E se stessimo sbagliando tutto? Certo, ha un senso dividerci fra chi privilegia la solidarietà umana e chi la sicurezza, chi vuole una emigrazione controllata e chi no, chi vuole distinguere fra gli emigranti economici e i rifugiati politici e chi ritiene invece trattarsi di una distinzione arbitraria. Eppure, tutto ciò è molto importante ma è anche forse tutto derivato o secondario rispetto a quello che dovrebbe essere il centro di ogni discorso in merito al nostro rapporto nostro, di noi europei o occidentali voglio dire, nei confronti delle migrazioni di massa.
Per cogliere questo centro, dovremmo forse partire dal centro di noi stessi, cioè dalla nostra identità, da quel che siamo e che sperabilmente vogliamo continuare ad essere. Averne maggiore consapevolezza. In una parola: dal nostro essere sociale come individui di un mondo libero, democratico, pluralistico, ove ognuno può seguire i suoi gusti e i suoi ideali senza doverne rendere conto ad altri. Almeno finché agli altri non rechino danno e non tolgano loro la possibilità di esprimersi in modo egualmente libero.
Se vogliamo continuare a vivere in un mondo siffatto, se solo ora cominciamo ad apprezzarne fino in fondo i valori, è giunta forse l’ora di cambiare radicalmente i nostri comportamenti verso gli altri, verso chi non ci crede ma vuole casomai servirsi della nostra tolleranza per imporci la sua intolleranza. Si tratta di capire, in altre parole, che certi valori, certe consuetudini, certi ordinamenti, quelli che sono alla base del nostro modo di vivere in modo spesso irriflesso, non sono affatto “naturali” e non si affermano per virtù propria: sono il frutto di una lunga storia di lotte e cadute e non ci sono stati affatto assicurati una volta per tutte. Essi,mal contrario, vanno continuamente difesi, preservati, tutelati, promossi, rinsaldati. Lo stesso spettro della xenofobia, evocato anche dove francamente poco centra, non dovrebbe più di tanto tarpare, per un insano sentimento di colpa, la nostra azione, non dovrebbe renderci indecisi nel momento in cui occorre invece tanta decisione e fermezza.

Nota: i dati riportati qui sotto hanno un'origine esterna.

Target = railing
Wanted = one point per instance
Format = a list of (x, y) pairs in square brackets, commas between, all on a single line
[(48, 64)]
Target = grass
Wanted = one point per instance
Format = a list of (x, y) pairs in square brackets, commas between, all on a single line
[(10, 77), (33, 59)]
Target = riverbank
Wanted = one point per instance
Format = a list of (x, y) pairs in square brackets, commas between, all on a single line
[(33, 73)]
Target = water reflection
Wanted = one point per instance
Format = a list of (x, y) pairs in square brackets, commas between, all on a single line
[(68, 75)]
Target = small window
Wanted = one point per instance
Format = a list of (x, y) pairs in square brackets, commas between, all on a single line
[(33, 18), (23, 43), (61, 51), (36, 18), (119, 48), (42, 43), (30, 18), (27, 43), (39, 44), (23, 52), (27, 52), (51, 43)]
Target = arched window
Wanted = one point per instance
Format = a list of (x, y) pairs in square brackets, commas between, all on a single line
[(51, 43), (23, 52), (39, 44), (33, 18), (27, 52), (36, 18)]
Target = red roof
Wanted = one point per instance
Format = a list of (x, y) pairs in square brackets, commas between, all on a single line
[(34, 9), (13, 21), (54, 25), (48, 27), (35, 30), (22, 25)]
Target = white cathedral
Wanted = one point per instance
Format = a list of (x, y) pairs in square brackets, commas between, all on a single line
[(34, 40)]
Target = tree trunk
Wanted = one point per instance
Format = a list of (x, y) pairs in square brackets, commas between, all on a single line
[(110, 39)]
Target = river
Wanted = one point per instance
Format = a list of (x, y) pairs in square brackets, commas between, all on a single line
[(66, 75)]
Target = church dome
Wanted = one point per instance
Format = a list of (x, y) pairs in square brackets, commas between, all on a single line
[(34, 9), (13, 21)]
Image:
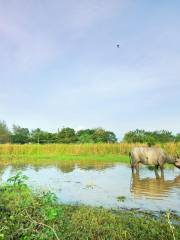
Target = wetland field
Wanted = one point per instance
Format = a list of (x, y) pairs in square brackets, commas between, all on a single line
[(85, 192)]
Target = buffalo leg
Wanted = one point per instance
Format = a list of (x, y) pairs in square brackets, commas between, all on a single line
[(156, 171)]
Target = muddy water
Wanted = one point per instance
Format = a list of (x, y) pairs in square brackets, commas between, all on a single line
[(102, 184)]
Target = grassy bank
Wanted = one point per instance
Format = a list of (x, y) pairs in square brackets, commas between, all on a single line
[(107, 152), (27, 215)]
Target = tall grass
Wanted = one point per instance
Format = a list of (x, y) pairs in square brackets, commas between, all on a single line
[(77, 149)]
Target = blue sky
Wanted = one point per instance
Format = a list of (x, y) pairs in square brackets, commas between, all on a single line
[(59, 64)]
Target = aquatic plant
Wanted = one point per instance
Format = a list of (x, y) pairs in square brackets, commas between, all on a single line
[(28, 215)]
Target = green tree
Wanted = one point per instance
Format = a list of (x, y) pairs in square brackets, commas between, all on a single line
[(66, 135), (39, 136), (100, 135), (177, 137), (20, 135), (85, 136), (4, 133)]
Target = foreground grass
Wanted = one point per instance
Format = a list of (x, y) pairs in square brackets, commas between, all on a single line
[(27, 215)]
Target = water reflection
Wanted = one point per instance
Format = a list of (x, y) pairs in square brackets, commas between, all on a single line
[(156, 187)]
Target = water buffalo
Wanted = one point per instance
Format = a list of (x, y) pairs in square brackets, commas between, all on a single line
[(151, 156)]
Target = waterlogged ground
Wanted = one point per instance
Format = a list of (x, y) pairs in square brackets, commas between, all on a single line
[(103, 184)]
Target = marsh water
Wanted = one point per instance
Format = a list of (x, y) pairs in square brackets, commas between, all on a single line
[(110, 185)]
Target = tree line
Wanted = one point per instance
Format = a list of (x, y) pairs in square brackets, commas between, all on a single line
[(20, 135)]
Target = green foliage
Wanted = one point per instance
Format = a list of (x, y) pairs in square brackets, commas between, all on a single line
[(20, 135), (142, 136), (97, 135), (4, 133), (18, 179), (67, 135), (28, 215)]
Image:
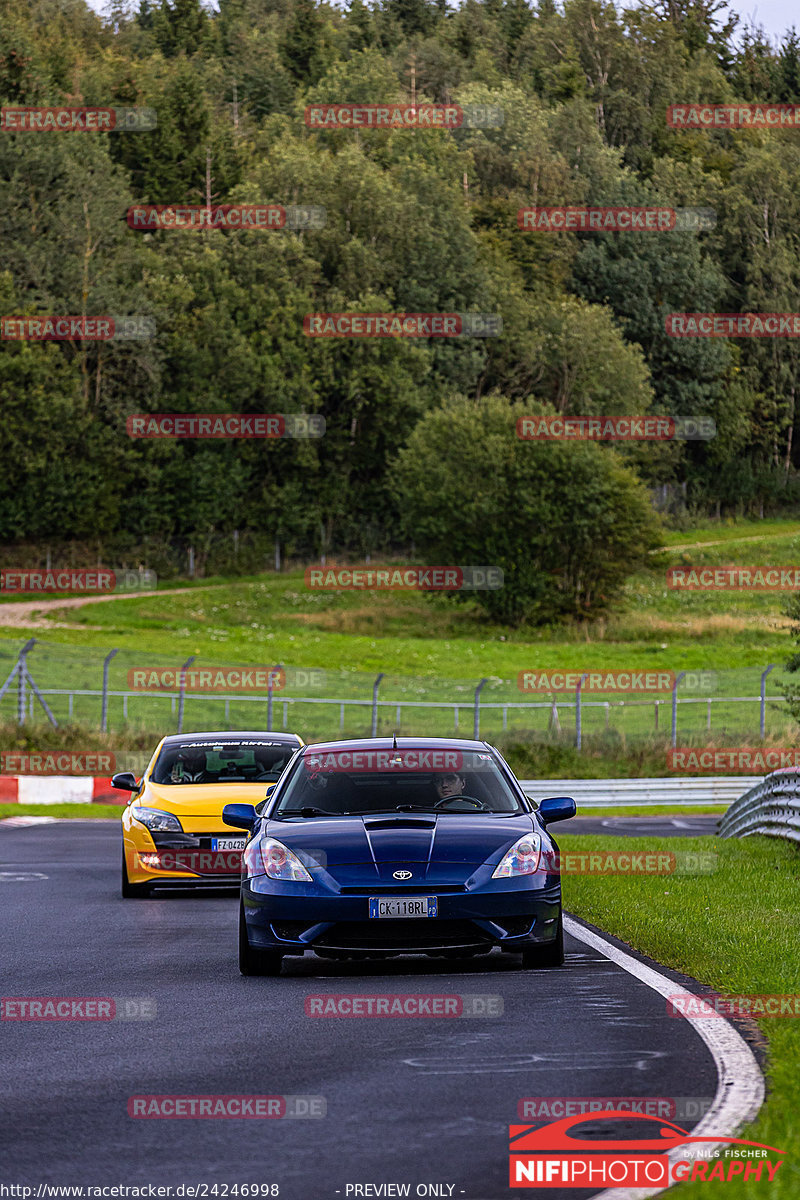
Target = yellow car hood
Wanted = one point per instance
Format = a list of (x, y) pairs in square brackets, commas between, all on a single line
[(199, 799)]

Prendiamo, ad esempio, l’ultimo episodio, grave, dell’aggressione sistematica e organizzata compiuta a Colonia nella notte di capodanno da squadre organizzate di immigrati. Se la versione degli eventi che circola venisse confermata (difficile capire perché in questo caso le notizie stiano filtrando con tanta lentezza e in modo così approssimativo), se risultasse confermato soprattutto che alla base di certe azioni diciamo pure “sessiste” c’è stata una forte componente “culturale”, la nostra reazione non potrebbe non essere che la più dura possibile. Senza infingimenti o ipocrisie. Se non fossimo capaci di ciò, se ci limitassimo anche questa volta alle solite parole a caldo di circostanza, daremmo infatti l’immagine di chi è disposto a capitolare sui propri principi di fondo: sui valori che reggono una società libera e democratica.
Il fatto è che in tutti questi anni ci siamo come addormentati, abbiamo dato l’idea a chi veniva presso di noi che l’inclusione nelle nostre società era un pasto gratis. Non abbiamo chiesto le contropartite a cui avevamo diritto. il nostro masochismo non ha avuto limiti. Non abbiamo la giusta consapevolezza di noi stessi. Si può e si deve essere inclusivi ma non con chi vuole distruggerci: si può e si deve ospitare chiunque ma non coloro che hanno intenzione di bruciarci la casa in ciò li ospitiamo o semplicemente di far retrocedere le nostre conquiste e di minare la nostra cultura. Abbiamo incluso tanto nelle nostre società liberali ma non l’abbiamo fatto con il criterio più giusto, che non è né quello economico né quello umanitario.
Il discrimine avrebbe dovuto essere prima di tutto culturale. Non possiamo più accettare che viva fra noi chi non crede nei nostri valori di fondo, democratici e liberali. Il liberalismo non è un perimetro aperto e senza confini, ma un campo ove tutti possono giocare ma solo seguendo regole ben precise. Non so sinceramente come si possa praticamente gestire il flusso delle emigrazioni a partire dal criterio culturale qui enunciato, ma so che se non si fa questo, se si continua a non considerare centrale questo aspetta, la libertà in cui abbiamo vissuto in questi anni non avrà presso di noi un domani.